I have a type 2 Alum. H-frame (somewhere in the pics above) that also stays 'unmolested,' as you say. What a piece of engineering.


----------



## knockknock

My workmate with a shooting board which doubles as my bench top. Also, I added a board between the legs to stiffen the workmate a little.


----------



## Smitty_Cabinetshop

^ Nice!


----------



## knockknock

Thanx.


----------



## rhybeka

I've got one and all I've found it to be is a frustration - apparently I need to figure out what I want to focus it's use on and modify it for that - maybe then I won't be frustrated every time I go to use it!


----------



## Smitty_Cabinetshop

The focus for one of the two Workmates in my shop lately has been as a saw stand…


----------



## bandit571

Posting to get to bottom of the mess. Seems a Stray wandered in the back door, while I was away at Wallie world









FREE, of course, but needing a rehab of the top….of course









Should I keep it around???


----------



## Smitty_Cabinetshop

It's a H-frame, desireable model.
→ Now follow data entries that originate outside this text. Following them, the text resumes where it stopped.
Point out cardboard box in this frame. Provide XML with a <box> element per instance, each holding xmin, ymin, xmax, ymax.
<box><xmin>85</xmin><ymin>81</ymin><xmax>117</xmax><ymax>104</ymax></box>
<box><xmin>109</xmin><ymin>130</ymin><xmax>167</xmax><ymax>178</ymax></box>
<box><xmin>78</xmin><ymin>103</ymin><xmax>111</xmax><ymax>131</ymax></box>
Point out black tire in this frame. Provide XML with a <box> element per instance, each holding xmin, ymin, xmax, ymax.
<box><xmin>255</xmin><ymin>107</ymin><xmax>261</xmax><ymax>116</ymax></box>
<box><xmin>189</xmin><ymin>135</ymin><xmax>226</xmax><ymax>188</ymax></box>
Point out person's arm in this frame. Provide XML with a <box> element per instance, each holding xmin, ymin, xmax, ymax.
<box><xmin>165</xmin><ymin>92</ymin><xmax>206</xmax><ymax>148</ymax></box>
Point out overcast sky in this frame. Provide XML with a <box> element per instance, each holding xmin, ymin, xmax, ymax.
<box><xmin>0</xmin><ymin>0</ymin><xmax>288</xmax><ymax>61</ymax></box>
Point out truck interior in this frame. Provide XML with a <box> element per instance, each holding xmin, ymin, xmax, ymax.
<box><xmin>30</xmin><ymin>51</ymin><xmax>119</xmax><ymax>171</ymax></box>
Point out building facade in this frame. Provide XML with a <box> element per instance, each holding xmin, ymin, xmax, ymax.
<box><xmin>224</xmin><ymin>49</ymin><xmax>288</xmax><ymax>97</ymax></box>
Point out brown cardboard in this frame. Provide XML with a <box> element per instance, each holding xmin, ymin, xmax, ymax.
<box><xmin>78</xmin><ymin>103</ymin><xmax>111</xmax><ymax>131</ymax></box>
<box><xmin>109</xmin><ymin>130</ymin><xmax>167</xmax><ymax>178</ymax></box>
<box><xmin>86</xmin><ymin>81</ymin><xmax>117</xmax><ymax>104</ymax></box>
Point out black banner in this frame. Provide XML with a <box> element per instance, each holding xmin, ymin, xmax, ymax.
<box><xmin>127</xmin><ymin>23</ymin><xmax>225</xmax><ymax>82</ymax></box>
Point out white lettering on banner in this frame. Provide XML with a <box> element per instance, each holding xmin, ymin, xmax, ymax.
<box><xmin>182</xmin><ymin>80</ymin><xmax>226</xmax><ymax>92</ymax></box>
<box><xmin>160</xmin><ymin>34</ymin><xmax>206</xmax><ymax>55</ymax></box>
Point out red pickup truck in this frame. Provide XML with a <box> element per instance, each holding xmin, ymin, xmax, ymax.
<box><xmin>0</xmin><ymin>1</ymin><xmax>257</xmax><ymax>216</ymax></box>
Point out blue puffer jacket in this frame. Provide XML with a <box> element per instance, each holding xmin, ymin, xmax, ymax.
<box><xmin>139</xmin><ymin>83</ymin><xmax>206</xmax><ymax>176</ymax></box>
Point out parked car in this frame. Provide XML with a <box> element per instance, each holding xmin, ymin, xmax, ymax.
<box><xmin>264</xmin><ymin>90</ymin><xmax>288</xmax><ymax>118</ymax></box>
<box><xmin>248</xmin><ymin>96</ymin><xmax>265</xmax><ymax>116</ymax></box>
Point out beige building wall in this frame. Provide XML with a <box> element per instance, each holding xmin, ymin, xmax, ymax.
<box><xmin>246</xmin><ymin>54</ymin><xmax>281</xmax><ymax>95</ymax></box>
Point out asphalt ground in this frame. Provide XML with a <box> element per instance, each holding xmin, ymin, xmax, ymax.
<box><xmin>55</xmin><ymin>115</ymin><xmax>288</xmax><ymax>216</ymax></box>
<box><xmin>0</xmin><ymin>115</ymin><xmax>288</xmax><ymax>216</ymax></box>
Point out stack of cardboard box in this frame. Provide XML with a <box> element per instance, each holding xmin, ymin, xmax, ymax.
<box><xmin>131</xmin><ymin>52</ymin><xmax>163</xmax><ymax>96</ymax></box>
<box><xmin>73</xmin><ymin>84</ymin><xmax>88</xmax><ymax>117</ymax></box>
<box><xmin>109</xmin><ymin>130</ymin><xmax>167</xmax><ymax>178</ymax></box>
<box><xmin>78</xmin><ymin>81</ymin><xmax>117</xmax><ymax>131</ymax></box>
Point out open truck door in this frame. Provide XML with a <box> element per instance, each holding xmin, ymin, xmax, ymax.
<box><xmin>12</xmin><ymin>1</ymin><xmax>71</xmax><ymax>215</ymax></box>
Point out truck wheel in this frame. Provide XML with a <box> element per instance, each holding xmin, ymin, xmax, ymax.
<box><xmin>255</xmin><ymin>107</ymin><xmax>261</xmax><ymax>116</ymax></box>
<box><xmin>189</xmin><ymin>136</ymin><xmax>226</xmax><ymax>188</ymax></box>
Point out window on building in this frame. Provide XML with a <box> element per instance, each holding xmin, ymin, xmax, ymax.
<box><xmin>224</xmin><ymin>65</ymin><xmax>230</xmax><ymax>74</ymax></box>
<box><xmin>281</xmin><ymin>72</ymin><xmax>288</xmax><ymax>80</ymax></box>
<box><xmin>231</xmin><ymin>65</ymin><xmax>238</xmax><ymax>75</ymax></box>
Can't beat the price!


----------



## Dark_Lightning

Cool thread! My MIL has one in her garage that my FIL won in a drawing for tools. The form and box were posted kind of around a corner by the counter, where few people would see it. He won a router, VSR drill, the workmate, and a couple of other B&W items (I don't remember what they were at the moment). I have the router now, it still works. I believe his little table saw is sitting on the WM. I'll be heading in that direction sometime next week.


----------



## Woodbum

Gabe C.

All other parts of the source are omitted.